The novel reminded me a lot of the 2015 movie “Departure”, a film centered around a similarly shy gay teenager, a solitary adolescent and fantasist, who travels with his mother to France and falls in love with a bullish but open-minded local. These are both stories of queer loneliness and the meager salvation of straight-boy affection. While these gay boys may be “soft” or “sensitive”, they are enamored with men’s brash crudeness and thuggish manners, and they are captivated equally with men’s surprising capability for emotional candor when alone. They know their own feelings will never be reciprocated but they hope that mere proximity will be their make-do substitute. There is a bittersweet pain in these confusing friendships which offer them an imperfect template for same-sex love—to be close to a man, to even be touched, to be loved in some measure of the word, but not to be desired. For James, this relationship becomes the archetypal ideal for all his subsequent romances. To be loved in return feels shameful, like a betrayal or a soiling. I think Sean Hewitt captures something very real about the gay experience: there are many men who, like James, growing up with these unrequited crushes, learn a distorted idea of queer love. Having spent their formative years desiring unobtainable boys, they think that love ought to unreciprocated, that their love is superior, purer and nobler when it goes unsatisfied, that if their love was consummated, all their fantasies would be dispelled. They confuse being gay with being lonely, and they idealize the asymmetries of their straight-boy obsessions. It's safer to live with illusions.
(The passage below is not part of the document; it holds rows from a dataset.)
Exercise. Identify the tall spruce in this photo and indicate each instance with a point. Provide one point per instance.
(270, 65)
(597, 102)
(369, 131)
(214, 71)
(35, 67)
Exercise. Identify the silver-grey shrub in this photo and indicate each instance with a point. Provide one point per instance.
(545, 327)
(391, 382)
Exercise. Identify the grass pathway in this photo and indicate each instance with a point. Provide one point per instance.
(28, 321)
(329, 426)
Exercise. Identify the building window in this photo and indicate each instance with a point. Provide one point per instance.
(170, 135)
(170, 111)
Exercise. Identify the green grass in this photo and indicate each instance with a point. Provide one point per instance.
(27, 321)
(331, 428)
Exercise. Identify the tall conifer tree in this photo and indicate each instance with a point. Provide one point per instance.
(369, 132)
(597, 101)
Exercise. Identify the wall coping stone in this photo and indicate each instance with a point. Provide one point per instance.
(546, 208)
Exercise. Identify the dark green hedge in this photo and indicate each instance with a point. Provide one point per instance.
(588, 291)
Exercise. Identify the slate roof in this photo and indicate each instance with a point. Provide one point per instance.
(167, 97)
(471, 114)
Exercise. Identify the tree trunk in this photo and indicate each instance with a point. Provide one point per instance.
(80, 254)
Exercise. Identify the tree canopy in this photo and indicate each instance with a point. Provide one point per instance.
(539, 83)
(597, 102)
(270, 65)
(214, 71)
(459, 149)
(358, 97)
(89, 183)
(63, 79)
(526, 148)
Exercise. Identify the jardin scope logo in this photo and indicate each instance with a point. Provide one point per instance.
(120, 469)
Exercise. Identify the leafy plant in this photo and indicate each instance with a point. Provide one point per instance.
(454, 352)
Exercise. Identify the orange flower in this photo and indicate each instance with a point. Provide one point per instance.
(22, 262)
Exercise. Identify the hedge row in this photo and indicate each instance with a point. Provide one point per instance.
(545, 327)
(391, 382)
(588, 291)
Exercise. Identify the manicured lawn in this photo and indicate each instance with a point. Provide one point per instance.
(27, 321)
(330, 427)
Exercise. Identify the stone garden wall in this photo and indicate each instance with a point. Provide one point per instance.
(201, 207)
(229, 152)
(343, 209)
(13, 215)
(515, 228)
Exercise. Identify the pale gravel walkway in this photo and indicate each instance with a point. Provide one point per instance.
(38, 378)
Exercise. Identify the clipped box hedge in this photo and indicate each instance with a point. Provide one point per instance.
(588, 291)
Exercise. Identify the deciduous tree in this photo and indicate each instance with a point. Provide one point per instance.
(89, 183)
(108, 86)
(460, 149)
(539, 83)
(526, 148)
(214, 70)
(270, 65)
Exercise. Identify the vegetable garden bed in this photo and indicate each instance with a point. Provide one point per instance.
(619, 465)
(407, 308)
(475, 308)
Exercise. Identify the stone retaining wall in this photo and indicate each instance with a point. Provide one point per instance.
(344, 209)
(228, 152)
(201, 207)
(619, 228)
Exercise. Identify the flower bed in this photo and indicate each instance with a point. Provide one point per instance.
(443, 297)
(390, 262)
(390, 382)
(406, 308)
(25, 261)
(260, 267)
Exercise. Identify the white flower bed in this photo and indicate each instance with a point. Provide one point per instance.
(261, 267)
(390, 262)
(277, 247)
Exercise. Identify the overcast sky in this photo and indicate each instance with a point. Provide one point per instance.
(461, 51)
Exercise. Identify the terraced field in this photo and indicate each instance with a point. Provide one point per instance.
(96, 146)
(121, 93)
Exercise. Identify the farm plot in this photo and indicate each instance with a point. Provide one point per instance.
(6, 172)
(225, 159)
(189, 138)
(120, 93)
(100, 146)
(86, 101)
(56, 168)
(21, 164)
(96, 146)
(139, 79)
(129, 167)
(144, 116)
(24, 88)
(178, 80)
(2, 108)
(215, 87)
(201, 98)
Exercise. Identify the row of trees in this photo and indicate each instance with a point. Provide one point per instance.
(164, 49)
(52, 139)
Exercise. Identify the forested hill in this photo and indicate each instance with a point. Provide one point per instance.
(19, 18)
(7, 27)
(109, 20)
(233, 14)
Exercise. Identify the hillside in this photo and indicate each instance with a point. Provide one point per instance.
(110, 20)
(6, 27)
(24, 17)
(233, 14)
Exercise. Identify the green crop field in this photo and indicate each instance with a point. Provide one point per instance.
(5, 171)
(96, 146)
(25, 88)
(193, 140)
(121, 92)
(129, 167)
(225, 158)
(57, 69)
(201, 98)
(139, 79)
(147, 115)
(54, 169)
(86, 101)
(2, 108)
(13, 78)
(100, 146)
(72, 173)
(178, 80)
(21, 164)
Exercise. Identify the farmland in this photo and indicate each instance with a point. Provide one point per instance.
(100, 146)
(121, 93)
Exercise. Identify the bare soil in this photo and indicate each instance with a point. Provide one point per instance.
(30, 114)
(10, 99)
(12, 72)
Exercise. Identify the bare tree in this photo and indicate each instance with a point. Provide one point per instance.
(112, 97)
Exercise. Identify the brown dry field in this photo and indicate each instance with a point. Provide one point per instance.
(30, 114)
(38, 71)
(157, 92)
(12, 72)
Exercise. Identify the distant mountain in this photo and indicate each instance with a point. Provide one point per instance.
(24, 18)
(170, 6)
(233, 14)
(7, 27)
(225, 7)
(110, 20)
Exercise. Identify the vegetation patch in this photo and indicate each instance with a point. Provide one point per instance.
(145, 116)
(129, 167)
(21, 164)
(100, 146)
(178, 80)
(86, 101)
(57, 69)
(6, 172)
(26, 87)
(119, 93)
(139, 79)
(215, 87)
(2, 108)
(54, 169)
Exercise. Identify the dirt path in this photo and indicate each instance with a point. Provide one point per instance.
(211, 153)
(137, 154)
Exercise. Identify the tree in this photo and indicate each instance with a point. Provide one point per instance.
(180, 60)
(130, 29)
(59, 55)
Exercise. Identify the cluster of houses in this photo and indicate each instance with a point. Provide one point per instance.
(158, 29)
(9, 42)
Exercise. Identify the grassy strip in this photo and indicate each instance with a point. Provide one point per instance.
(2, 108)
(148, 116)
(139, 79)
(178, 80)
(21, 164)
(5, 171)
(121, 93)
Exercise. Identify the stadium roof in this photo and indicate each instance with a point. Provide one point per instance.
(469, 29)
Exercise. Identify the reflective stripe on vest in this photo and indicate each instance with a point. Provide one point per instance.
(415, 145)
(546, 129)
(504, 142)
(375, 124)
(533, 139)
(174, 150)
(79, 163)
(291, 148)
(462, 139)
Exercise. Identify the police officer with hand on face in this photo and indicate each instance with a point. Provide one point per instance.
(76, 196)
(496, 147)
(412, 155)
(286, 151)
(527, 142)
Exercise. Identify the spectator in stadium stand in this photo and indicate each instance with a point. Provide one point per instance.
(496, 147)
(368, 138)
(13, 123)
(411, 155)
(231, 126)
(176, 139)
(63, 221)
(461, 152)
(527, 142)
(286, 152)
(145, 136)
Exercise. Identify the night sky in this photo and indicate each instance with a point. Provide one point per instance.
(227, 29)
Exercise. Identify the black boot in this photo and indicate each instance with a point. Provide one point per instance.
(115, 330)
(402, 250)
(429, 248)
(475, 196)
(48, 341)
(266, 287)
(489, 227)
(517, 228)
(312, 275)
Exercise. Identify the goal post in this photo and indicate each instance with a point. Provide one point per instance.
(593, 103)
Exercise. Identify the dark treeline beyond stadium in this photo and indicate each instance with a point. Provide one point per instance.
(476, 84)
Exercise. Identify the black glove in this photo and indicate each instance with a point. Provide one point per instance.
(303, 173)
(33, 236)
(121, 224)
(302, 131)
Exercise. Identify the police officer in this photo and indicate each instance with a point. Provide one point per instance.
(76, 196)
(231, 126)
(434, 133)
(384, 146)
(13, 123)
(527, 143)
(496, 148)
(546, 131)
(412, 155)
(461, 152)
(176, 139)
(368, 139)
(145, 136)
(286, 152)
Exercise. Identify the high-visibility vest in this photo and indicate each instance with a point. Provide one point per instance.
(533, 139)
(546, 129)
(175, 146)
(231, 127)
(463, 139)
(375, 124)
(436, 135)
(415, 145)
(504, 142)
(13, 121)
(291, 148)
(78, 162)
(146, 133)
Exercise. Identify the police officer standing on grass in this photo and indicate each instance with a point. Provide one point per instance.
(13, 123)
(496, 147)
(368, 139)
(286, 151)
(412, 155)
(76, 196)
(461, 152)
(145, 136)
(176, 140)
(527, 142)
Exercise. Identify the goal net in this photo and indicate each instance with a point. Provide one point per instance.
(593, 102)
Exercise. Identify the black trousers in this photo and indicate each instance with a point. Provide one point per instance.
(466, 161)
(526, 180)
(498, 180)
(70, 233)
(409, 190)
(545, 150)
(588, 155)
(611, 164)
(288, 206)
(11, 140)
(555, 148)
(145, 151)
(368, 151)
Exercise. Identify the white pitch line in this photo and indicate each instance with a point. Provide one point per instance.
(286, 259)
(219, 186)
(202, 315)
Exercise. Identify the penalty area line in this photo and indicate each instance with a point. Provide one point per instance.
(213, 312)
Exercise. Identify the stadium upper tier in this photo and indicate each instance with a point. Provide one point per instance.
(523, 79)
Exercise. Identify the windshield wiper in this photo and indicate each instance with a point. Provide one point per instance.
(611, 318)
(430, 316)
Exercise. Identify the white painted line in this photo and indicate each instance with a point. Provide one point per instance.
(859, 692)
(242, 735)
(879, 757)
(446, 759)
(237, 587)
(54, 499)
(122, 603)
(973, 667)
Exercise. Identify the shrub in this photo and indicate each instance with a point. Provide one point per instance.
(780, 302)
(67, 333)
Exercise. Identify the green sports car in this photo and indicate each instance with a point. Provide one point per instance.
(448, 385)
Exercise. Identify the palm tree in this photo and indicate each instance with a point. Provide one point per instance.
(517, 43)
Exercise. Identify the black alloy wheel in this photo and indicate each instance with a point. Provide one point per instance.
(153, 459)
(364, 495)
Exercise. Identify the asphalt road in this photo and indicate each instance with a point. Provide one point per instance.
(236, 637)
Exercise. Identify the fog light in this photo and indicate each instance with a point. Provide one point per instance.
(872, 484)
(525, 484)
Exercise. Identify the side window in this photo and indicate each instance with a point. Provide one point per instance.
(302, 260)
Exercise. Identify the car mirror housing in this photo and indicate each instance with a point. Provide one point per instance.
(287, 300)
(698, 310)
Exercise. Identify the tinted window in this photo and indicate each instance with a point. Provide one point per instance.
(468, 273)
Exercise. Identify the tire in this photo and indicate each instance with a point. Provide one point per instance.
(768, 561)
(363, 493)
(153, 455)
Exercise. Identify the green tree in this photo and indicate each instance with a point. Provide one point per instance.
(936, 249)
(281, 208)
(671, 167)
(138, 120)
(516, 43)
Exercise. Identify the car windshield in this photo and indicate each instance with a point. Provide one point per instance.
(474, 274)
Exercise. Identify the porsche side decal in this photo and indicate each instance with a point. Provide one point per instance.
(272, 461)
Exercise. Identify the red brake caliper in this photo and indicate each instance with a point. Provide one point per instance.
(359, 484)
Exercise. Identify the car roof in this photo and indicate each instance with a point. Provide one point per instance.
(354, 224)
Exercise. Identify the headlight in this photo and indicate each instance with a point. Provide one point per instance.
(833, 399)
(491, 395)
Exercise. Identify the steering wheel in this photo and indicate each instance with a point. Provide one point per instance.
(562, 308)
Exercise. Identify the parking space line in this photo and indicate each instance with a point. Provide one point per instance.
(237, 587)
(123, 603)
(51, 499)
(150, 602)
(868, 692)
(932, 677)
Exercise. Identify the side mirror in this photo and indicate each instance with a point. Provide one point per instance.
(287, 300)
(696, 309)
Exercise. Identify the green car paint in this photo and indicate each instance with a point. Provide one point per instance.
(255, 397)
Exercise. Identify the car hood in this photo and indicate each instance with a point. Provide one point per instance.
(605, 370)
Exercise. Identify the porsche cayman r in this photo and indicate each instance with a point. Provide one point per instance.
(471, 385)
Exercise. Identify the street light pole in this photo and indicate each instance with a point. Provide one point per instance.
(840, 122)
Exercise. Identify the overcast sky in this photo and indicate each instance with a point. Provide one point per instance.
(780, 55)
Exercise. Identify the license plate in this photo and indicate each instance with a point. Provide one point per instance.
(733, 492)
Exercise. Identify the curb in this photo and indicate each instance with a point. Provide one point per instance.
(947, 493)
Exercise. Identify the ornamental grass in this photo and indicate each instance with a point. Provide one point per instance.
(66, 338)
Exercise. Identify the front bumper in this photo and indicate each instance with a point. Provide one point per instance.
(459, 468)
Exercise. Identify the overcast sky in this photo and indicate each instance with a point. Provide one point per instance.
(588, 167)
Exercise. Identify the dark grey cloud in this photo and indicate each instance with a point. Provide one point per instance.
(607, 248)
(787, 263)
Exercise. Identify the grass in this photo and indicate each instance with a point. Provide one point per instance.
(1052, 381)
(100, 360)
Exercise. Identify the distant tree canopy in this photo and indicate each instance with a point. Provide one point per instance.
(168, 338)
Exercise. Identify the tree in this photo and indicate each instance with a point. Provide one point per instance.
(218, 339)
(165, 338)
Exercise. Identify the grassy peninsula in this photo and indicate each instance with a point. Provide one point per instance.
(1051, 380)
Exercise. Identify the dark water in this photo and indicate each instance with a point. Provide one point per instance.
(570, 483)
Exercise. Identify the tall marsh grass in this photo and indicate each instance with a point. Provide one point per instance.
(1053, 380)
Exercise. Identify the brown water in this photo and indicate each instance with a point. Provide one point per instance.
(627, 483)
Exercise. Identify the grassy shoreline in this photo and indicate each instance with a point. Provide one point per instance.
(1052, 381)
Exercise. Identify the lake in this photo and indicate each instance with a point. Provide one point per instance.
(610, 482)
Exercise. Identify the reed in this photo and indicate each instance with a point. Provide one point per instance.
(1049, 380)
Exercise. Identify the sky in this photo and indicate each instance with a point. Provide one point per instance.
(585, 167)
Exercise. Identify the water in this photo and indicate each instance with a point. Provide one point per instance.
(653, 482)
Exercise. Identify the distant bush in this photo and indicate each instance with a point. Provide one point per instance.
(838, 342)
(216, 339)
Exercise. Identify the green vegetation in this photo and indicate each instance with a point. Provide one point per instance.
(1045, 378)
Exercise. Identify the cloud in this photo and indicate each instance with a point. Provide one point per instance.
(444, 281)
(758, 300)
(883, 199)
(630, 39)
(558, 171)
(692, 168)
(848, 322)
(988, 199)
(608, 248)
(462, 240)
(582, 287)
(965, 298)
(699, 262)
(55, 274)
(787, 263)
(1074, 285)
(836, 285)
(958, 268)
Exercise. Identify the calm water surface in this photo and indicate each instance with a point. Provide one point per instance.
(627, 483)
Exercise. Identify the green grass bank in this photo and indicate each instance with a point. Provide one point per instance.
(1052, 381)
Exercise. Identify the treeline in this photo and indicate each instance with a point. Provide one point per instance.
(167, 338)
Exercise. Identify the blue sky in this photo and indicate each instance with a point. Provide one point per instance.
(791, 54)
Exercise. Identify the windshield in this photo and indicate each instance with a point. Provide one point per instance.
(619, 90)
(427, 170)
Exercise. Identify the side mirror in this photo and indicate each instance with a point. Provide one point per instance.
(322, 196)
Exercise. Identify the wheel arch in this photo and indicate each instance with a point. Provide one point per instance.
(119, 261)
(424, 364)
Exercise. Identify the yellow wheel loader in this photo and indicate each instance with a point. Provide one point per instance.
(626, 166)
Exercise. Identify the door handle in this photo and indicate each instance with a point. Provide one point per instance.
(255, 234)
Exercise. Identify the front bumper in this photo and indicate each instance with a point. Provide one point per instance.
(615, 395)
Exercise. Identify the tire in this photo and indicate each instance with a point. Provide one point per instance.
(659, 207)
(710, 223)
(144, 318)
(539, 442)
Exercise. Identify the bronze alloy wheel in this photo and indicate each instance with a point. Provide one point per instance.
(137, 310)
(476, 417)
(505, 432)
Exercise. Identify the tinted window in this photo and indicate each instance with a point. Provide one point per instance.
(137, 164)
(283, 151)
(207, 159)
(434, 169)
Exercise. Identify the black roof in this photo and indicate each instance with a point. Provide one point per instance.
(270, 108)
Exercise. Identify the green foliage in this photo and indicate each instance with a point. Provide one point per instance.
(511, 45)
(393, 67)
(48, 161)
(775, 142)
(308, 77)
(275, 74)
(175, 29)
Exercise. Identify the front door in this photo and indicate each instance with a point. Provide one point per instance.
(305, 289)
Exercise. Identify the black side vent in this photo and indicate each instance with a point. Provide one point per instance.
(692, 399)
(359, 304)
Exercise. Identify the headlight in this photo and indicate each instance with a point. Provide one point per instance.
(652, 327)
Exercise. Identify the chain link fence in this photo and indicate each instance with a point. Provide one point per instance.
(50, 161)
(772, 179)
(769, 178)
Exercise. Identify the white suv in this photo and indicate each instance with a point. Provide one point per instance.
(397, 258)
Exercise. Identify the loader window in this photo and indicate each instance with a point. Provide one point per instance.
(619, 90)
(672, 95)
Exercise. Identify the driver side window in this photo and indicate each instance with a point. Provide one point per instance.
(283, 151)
In its melancholy frame narrative, a gay man nostalgically returning to his home village, remembering old flames, it also reminded me of Philippe Besson’s “Lie With Me”. And in its exploration of queer desire, the insatiable longing, the puzzling uncertainty, the constant cross-examination and forensic scrutiny of every word, gesture, and interaction, the inability to name and to speak the desire, it also shares a lot in common with Andre Aciman’s “Call Me By Your Name”. Much like in his memoir, Hewitt offers an exegesis of the gay experience of the 2000s. The storyline is not particularly original but Hewitt is at his best when he describes and maps the interior life of growing up gay.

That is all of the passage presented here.